Australian Underwater Federation
- Abbreviation: AUF
- Formation: 1953
- Type: NGO
- Legal status: Incorporated association, Victoria (Australia)
- Purpose: National Sporting Organisation for underwater sports & recreational diving
- Region served: Australia
- President: Graham Henderson
- Key people: Richard (Dick) Charles, founder Harry Howell Frank Poole Wal Williams George Davies BEM Merv Sheehan Tony Leslie John Gillies Gordon Ward Wally Gibbons Mel Brown Toni DeFina Graham Henderson Tom Ransom Richard Lane Allen Hunt Sue Dockar Mary-Anne Stacey Dr Adam Smith Barry Andrewartha
- Main organ: Board
- Affiliations: CMAS WAA Recfish Australia
- Website: http://auf.com.au/
- Formerly called: Underwater Spearfishermen's Association of Australia

= Australian Underwater Federation =

Governing body for underwater sports

The Australian Underwater Federation (AUF) is the governing body for underwater sports in Australia.

==Mission==

The mission of the AUF is:

Bringing Sport, Conservation and Awareness to the Underwater World.

==Organisation==

The AUF is a membership-based organisation whose day-to-day operations are overseen by a federal board and by a number of committees (known as commissions) for following activities – finswimming (commission known as Ozfin Inc.), scuba, snorkel, spearfishing and underwater hockey (commission known as Underwater Hockey Australia). It also currently has state branches in New South Wales (incorporated as the Underwater Skindivers & Fishermen's Association Inc) and Queensland, and state commissions for finswimming and underwater hockey in most states.

==Recognition==
The AUF is recognised by the Australian Sports Commission as the national sporting organisation (NSO) for underwater sports in Australia.
It is the Australian representative to Confédération Mondiale des Activités Subaquatiques (CMAS), with full voting rights to the Sports and Technical Committees and non-voting rights to the Scientific Committee.
The AUF is a member of the World AquaChallenge Association (WAA) and Recfish Australia. It is also one of the organisations represented on the Standards Australia's Committee CS/83, Recreational Underwater Diving.

==Underwater sports==
The AUF is the governing body for the following underwater sports within Australia: spearfishing, underwater hockey, finswimming and underwater rugby.

==Diver training==
Historically, the AUF operated as a diver training organisation offering instructor training and certification, and recreational diver certification in both snorkel and scuba diving. It currently issues CMAS International Diving certificates in its capacity as a member of the CMAS Technical Committee in respect to its own training programs and those offered by FAUI (formerly the Federation of Australian Underwater Instructors and now known as the Formation of Australian Underwater Instructors) and the now-defunct Australian branch of NAUI.

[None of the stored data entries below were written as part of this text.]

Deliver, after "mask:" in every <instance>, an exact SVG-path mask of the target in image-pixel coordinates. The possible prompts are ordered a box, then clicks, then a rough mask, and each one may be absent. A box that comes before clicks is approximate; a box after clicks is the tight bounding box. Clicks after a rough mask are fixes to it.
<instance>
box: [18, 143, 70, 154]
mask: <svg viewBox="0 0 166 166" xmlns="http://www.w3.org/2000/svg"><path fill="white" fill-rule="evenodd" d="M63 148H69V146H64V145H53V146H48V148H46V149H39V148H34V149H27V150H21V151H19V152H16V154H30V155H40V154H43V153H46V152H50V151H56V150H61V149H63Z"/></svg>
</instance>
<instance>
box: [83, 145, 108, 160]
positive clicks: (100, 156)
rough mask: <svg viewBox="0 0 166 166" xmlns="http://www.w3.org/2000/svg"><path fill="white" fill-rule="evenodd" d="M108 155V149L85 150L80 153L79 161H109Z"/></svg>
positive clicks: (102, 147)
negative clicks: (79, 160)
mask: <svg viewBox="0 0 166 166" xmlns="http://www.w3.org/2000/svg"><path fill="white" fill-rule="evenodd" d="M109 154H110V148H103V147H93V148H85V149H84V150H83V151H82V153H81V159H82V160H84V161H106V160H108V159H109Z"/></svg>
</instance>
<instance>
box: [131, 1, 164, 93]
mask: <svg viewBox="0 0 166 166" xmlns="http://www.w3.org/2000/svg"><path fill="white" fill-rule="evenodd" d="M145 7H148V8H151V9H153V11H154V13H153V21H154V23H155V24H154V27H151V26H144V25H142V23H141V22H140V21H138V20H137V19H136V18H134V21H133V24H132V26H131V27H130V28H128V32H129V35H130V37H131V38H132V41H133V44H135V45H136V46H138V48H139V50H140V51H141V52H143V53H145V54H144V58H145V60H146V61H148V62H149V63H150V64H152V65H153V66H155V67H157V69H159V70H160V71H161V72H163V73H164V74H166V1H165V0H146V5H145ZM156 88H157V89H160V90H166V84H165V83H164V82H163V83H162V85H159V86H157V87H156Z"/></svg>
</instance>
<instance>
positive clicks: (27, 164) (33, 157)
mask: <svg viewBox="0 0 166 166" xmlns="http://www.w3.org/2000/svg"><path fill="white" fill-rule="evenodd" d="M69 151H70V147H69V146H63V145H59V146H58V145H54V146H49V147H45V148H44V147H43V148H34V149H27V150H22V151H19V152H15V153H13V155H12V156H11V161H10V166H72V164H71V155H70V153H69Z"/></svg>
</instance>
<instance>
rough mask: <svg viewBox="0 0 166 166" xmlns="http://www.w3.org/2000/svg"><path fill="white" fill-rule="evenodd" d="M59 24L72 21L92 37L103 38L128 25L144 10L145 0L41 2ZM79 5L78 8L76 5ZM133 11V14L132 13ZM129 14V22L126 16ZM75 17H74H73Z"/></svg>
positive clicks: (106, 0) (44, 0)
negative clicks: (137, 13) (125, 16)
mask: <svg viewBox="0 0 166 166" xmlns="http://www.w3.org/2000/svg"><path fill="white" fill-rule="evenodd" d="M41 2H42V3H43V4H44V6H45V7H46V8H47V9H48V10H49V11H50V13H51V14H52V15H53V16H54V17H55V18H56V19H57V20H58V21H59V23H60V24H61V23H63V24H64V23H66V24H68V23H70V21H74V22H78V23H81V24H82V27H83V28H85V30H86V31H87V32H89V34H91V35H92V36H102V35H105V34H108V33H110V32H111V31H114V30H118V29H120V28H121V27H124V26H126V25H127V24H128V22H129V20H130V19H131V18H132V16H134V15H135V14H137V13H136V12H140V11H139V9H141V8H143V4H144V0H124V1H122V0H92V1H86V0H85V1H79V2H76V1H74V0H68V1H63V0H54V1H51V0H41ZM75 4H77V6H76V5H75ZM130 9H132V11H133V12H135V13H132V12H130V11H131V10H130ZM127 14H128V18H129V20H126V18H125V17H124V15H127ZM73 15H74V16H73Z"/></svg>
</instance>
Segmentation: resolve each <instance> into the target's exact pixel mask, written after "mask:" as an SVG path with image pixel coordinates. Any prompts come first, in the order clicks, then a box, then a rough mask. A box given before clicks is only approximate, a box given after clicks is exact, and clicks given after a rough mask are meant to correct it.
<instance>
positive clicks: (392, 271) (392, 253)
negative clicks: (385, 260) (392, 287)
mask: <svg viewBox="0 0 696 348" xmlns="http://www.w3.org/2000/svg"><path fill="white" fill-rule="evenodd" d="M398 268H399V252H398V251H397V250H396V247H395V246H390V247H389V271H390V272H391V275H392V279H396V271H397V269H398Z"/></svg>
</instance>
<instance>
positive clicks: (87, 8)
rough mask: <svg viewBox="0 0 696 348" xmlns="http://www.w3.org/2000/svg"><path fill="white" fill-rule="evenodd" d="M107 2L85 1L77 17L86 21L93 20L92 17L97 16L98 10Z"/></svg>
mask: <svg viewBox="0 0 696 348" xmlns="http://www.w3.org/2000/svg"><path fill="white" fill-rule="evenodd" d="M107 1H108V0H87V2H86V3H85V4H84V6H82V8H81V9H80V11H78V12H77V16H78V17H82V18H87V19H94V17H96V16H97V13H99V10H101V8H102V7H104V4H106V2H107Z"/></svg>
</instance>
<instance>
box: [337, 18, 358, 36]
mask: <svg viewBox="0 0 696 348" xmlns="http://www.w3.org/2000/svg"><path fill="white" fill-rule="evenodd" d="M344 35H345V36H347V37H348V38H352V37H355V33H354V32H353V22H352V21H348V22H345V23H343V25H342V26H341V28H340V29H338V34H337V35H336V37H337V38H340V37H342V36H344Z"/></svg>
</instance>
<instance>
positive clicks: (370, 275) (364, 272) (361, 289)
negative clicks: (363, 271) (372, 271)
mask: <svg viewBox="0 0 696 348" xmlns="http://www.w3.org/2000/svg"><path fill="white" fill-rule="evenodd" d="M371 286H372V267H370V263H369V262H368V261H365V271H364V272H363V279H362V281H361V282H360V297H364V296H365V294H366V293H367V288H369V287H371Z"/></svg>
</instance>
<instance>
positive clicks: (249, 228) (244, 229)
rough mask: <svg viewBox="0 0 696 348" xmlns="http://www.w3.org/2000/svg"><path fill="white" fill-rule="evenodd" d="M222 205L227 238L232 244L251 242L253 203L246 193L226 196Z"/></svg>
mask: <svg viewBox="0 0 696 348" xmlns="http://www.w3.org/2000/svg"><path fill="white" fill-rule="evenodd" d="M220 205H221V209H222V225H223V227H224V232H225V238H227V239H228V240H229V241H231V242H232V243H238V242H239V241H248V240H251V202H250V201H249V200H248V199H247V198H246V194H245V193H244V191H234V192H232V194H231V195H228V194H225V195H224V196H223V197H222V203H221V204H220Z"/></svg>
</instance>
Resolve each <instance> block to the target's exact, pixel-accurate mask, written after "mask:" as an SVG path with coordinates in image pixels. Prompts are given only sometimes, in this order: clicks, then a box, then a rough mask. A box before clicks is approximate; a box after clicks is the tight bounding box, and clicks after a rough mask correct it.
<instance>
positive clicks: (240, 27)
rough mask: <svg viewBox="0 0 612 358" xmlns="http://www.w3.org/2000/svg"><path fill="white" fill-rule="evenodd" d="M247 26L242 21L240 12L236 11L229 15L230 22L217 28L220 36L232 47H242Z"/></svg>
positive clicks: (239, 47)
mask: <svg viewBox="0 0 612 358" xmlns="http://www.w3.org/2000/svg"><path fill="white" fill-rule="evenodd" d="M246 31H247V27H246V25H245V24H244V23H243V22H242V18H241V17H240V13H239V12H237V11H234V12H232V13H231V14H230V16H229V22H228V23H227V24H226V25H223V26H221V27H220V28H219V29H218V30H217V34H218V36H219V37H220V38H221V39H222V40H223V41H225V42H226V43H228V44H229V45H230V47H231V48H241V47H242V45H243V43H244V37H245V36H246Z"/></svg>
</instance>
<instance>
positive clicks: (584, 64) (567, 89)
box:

AUF currently offers training in snorkelling (including breath-hold technique) for open water and pool environments, and in coaching levels accredited with the Australian Government's National Coaching Accreditation Scheme (NCAS) for three sports. Originally launched in 1985 under the name of the School Snorkelling Programme, the openwater training stream (known as Ocean) supports both recreational diving as well as the sports of spearfishing and photofishing (a breath-hold version of the sport of underwater photography offered by CMAS) while the pool stream is intended to develop proficiencies in finswimming and underwater hockey. The following instructional levels are currently offered – Finswimming Coach Level 1 and 2, Ocean Coach level 1 and 2, and Underwater Hockey Coach Level 1 and 2.